Savita Bhabhi is the Queen Vixen of the Subcontinent
Westerners who have never traveled to India were given a sample of how strict the country’s public obscenity laws are when an Indian judge handed out arrest warrants for Richard Gere and Bollywood star Shilpa Shetty after Gere publicly kissed her at an HIV/AIDS awareness event. As a testament to India’s social conservatism, crowds torched effigies of Richard Gere in several cities. As it stands now, India’s Supreme Court has suspended the case pending jurisdictional issues relating to the case.
The Subcontinent hasn’t always been this conservative when it comes to matters sexual. One need only look to ancient history and the Kama Sutra written in the Sanskrit language to see that they didn’t always have such negative responses to portrayals of romantic or sexual themes in public.
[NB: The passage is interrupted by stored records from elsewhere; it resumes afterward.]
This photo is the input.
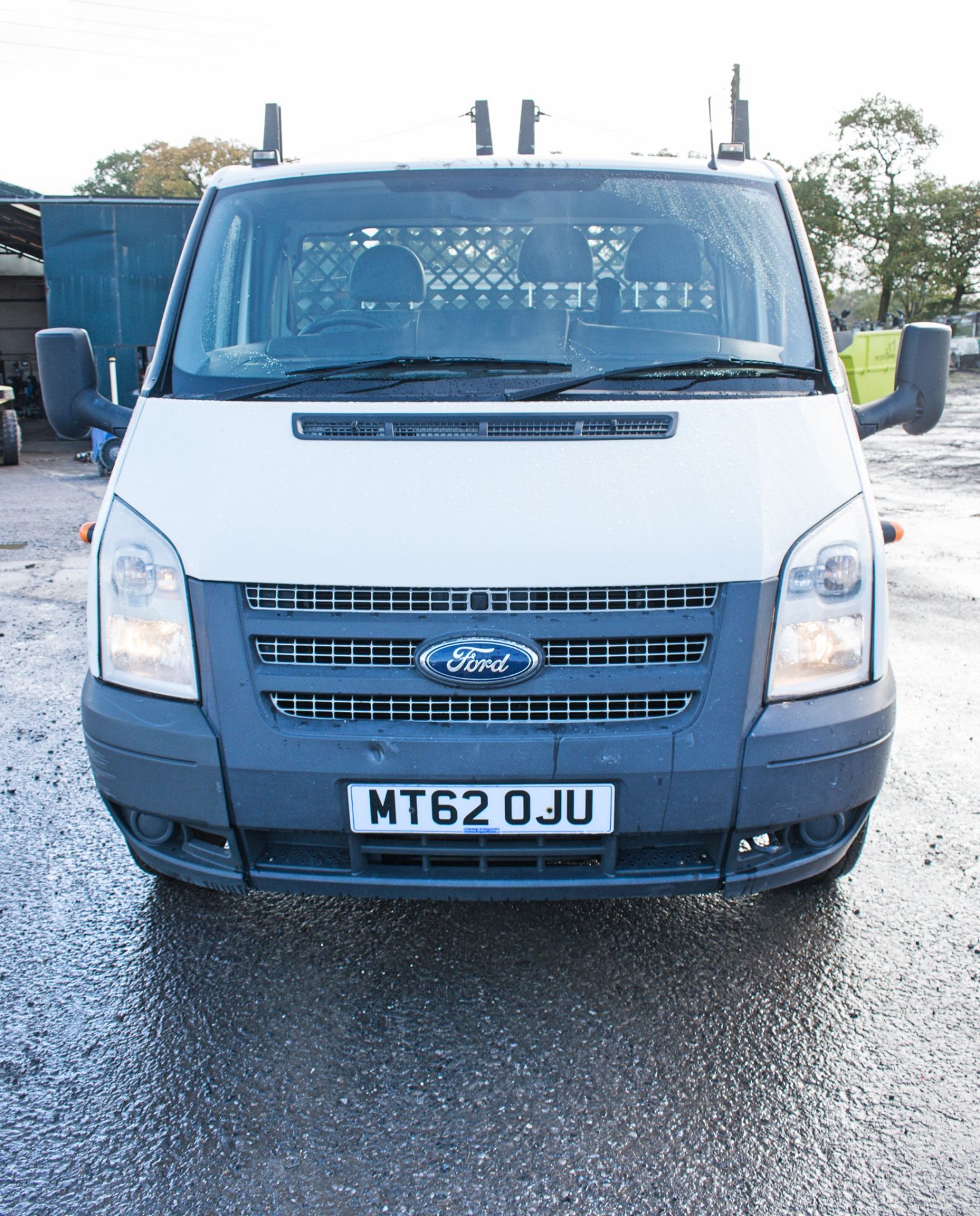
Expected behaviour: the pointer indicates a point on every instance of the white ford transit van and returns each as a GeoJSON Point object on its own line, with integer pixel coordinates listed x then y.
{"type": "Point", "coordinates": [491, 529]}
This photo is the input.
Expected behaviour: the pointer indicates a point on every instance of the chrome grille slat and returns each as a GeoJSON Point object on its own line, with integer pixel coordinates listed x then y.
{"type": "Point", "coordinates": [558, 652]}
{"type": "Point", "coordinates": [482, 709]}
{"type": "Point", "coordinates": [614, 651]}
{"type": "Point", "coordinates": [338, 652]}
{"type": "Point", "coordinates": [314, 597]}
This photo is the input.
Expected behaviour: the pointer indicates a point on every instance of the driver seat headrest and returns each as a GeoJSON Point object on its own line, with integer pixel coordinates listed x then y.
{"type": "Point", "coordinates": [388, 273]}
{"type": "Point", "coordinates": [667, 253]}
{"type": "Point", "coordinates": [555, 255]}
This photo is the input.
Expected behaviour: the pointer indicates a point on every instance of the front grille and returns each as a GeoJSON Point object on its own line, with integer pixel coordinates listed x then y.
{"type": "Point", "coordinates": [341, 652]}
{"type": "Point", "coordinates": [338, 652]}
{"type": "Point", "coordinates": [482, 709]}
{"type": "Point", "coordinates": [309, 597]}
{"type": "Point", "coordinates": [326, 426]}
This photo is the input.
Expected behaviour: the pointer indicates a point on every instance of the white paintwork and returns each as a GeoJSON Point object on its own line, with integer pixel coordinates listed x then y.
{"type": "Point", "coordinates": [244, 500]}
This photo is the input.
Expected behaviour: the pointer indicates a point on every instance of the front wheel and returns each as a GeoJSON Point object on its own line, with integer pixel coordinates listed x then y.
{"type": "Point", "coordinates": [10, 437]}
{"type": "Point", "coordinates": [842, 867]}
{"type": "Point", "coordinates": [154, 873]}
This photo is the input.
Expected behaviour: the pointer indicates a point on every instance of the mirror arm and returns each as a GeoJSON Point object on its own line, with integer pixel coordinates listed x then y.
{"type": "Point", "coordinates": [94, 410]}
{"type": "Point", "coordinates": [900, 407]}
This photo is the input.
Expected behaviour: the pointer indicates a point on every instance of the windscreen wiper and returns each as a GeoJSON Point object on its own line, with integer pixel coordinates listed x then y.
{"type": "Point", "coordinates": [712, 364]}
{"type": "Point", "coordinates": [403, 363]}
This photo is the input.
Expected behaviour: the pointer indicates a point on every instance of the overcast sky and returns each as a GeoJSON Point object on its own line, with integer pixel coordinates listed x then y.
{"type": "Point", "coordinates": [82, 78]}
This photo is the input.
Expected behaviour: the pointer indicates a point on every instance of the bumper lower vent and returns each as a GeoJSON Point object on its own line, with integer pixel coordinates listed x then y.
{"type": "Point", "coordinates": [482, 709]}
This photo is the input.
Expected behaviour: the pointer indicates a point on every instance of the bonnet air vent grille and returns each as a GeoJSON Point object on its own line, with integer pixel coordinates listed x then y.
{"type": "Point", "coordinates": [505, 426]}
{"type": "Point", "coordinates": [311, 597]}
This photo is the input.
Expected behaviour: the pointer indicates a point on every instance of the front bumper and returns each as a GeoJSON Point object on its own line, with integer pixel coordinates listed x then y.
{"type": "Point", "coordinates": [682, 827]}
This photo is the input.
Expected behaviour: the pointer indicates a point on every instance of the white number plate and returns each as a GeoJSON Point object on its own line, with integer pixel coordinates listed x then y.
{"type": "Point", "coordinates": [534, 810]}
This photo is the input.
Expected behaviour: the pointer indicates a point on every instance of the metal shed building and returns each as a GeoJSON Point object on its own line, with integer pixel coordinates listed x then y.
{"type": "Point", "coordinates": [106, 264]}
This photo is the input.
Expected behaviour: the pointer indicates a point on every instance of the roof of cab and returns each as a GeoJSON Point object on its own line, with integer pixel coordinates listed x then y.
{"type": "Point", "coordinates": [758, 170]}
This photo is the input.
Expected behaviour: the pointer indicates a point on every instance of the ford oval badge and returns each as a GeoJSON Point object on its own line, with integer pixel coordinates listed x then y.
{"type": "Point", "coordinates": [478, 661]}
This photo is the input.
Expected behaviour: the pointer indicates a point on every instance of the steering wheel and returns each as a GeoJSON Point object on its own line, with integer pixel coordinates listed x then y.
{"type": "Point", "coordinates": [348, 320]}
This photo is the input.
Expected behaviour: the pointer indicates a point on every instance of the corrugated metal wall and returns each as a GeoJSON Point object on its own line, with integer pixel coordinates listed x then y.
{"type": "Point", "coordinates": [108, 268]}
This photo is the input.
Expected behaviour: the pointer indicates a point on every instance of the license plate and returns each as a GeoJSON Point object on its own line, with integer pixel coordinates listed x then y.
{"type": "Point", "coordinates": [495, 810]}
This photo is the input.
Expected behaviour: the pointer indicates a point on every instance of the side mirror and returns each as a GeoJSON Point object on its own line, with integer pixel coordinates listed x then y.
{"type": "Point", "coordinates": [70, 386]}
{"type": "Point", "coordinates": [919, 383]}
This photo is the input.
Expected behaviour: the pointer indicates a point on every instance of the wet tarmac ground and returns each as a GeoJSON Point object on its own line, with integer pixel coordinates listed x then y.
{"type": "Point", "coordinates": [166, 1049]}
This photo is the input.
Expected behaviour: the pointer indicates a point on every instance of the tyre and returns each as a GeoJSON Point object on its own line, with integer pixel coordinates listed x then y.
{"type": "Point", "coordinates": [10, 437]}
{"type": "Point", "coordinates": [107, 455]}
{"type": "Point", "coordinates": [154, 873]}
{"type": "Point", "coordinates": [842, 867]}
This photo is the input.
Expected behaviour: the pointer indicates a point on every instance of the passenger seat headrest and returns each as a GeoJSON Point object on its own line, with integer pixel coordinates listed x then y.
{"type": "Point", "coordinates": [665, 253]}
{"type": "Point", "coordinates": [555, 255]}
{"type": "Point", "coordinates": [388, 273]}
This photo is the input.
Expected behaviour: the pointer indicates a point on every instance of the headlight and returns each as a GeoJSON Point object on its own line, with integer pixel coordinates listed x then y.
{"type": "Point", "coordinates": [144, 619]}
{"type": "Point", "coordinates": [822, 638]}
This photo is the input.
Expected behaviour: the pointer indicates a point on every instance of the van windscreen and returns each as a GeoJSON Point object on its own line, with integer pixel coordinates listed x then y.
{"type": "Point", "coordinates": [582, 270]}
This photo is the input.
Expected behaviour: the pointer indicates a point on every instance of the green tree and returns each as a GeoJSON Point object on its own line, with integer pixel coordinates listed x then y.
{"type": "Point", "coordinates": [820, 208]}
{"type": "Point", "coordinates": [883, 145]}
{"type": "Point", "coordinates": [168, 172]}
{"type": "Point", "coordinates": [952, 214]}
{"type": "Point", "coordinates": [115, 174]}
{"type": "Point", "coordinates": [162, 170]}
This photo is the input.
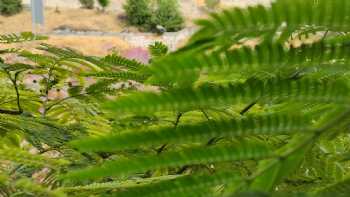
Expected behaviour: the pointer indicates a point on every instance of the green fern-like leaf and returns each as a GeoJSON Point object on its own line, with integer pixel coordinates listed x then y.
{"type": "Point", "coordinates": [331, 15]}
{"type": "Point", "coordinates": [200, 155]}
{"type": "Point", "coordinates": [22, 37]}
{"type": "Point", "coordinates": [260, 125]}
{"type": "Point", "coordinates": [306, 90]}
{"type": "Point", "coordinates": [23, 157]}
{"type": "Point", "coordinates": [265, 57]}
{"type": "Point", "coordinates": [191, 185]}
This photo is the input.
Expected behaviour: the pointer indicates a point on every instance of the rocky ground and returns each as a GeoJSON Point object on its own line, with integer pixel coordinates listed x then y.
{"type": "Point", "coordinates": [94, 32]}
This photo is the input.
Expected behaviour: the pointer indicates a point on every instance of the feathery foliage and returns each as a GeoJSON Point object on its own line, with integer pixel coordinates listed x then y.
{"type": "Point", "coordinates": [256, 103]}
Now a cartoon woman is shaking up India’s conservative mores. She goes by the name of Savita Bhabhi (where ‘Bhabhi’ means sister-in-law in Hindi) and stars as a bored housewife who has sexual adventures with all sorts of characters that come into her life ranging from a bra salesman to a cricket player. The cartoon is currently under review by Indian cyberpolice for fears that it might break the draconian indecency laws in the country.
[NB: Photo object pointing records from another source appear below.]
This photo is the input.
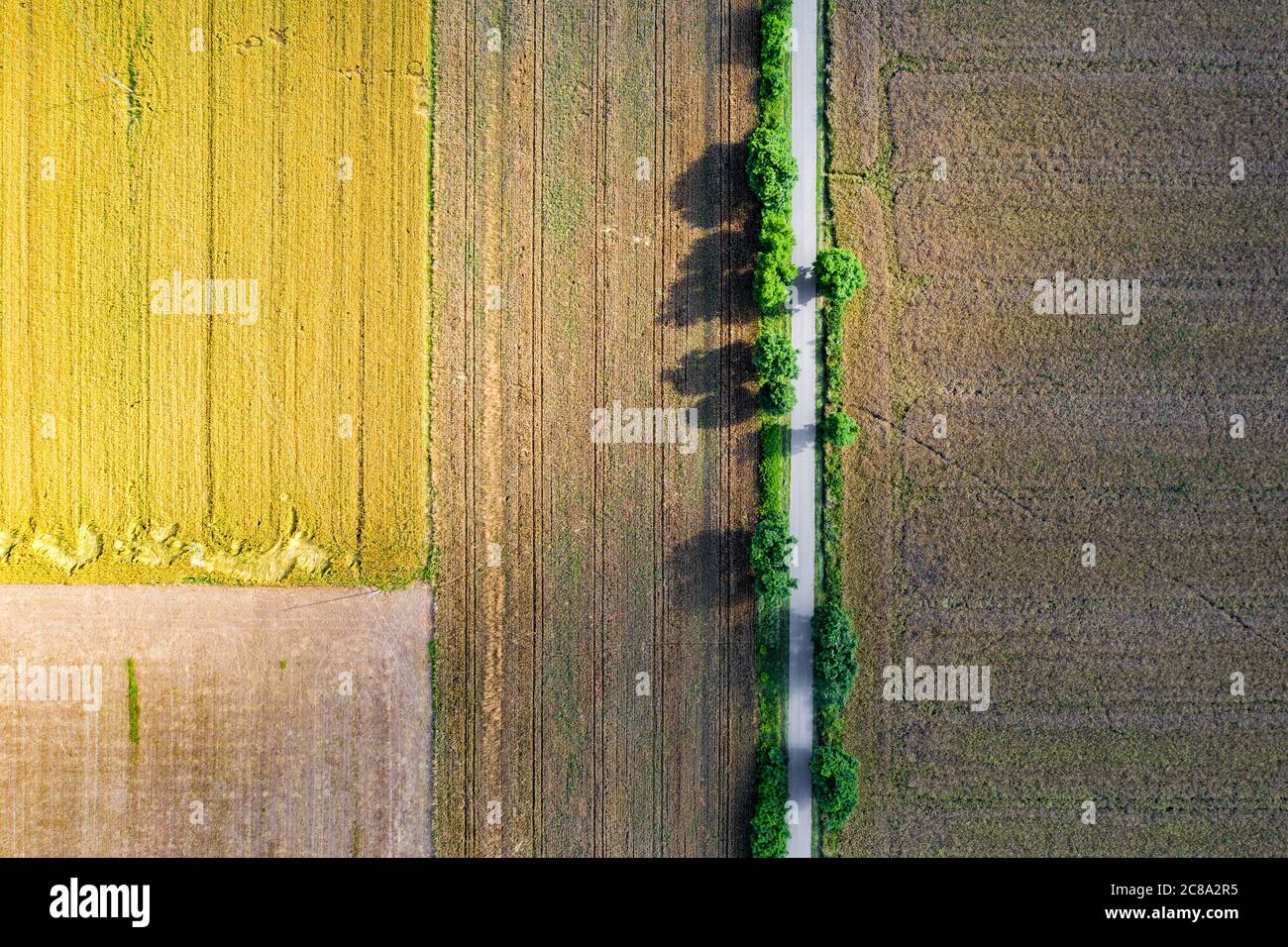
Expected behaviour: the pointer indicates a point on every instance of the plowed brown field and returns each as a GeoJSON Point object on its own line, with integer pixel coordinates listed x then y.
{"type": "Point", "coordinates": [1111, 684]}
{"type": "Point", "coordinates": [593, 615]}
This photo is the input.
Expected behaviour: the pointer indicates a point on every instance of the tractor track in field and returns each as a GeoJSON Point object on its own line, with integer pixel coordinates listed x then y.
{"type": "Point", "coordinates": [585, 566]}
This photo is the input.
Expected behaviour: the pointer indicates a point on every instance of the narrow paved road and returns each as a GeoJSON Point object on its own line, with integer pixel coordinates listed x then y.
{"type": "Point", "coordinates": [800, 665]}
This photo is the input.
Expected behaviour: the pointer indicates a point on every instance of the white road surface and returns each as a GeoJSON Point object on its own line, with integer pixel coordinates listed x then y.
{"type": "Point", "coordinates": [800, 665]}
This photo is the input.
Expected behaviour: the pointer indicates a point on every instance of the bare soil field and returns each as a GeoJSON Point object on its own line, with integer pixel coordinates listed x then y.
{"type": "Point", "coordinates": [593, 608]}
{"type": "Point", "coordinates": [997, 441]}
{"type": "Point", "coordinates": [262, 722]}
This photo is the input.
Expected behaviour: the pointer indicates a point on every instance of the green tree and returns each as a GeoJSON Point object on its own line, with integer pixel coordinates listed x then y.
{"type": "Point", "coordinates": [774, 357]}
{"type": "Point", "coordinates": [778, 397]}
{"type": "Point", "coordinates": [771, 166]}
{"type": "Point", "coordinates": [835, 663]}
{"type": "Point", "coordinates": [840, 429]}
{"type": "Point", "coordinates": [836, 785]}
{"type": "Point", "coordinates": [771, 544]}
{"type": "Point", "coordinates": [769, 830]}
{"type": "Point", "coordinates": [768, 286]}
{"type": "Point", "coordinates": [840, 274]}
{"type": "Point", "coordinates": [777, 236]}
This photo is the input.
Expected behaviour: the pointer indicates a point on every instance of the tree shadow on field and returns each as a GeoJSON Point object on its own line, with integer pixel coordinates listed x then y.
{"type": "Point", "coordinates": [715, 269]}
{"type": "Point", "coordinates": [698, 379]}
{"type": "Point", "coordinates": [700, 567]}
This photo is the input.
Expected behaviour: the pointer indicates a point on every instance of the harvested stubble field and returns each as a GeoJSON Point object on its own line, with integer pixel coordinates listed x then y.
{"type": "Point", "coordinates": [159, 428]}
{"type": "Point", "coordinates": [1113, 682]}
{"type": "Point", "coordinates": [593, 613]}
{"type": "Point", "coordinates": [223, 722]}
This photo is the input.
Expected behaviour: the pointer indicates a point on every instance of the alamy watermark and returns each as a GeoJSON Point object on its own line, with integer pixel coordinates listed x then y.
{"type": "Point", "coordinates": [1076, 296]}
{"type": "Point", "coordinates": [944, 684]}
{"type": "Point", "coordinates": [37, 684]}
{"type": "Point", "coordinates": [189, 296]}
{"type": "Point", "coordinates": [649, 425]}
The Independent UK takes a close look at this explosive cartoon in Cyber Sutra: India’s online eroticism. Here’s an excerpt:
Savita Bhabhi is a busty and artfully drawn Indian housewife who loves her husband, Ashok Patel, but gets bored during the long days she spends alone at home while he is busy at the office. The full colour cartoons detail her fun-filled adventures with everyone from the door-to-door lingerie salesman (“Can you help me please… The hook is stuck.”) to two energetic young men who lose their cricket ball in her garden and a hunky cousin visiting from the US. In every episode, Savita’s bountiful charms and washboard-flat abdomen ensure she always snares her target.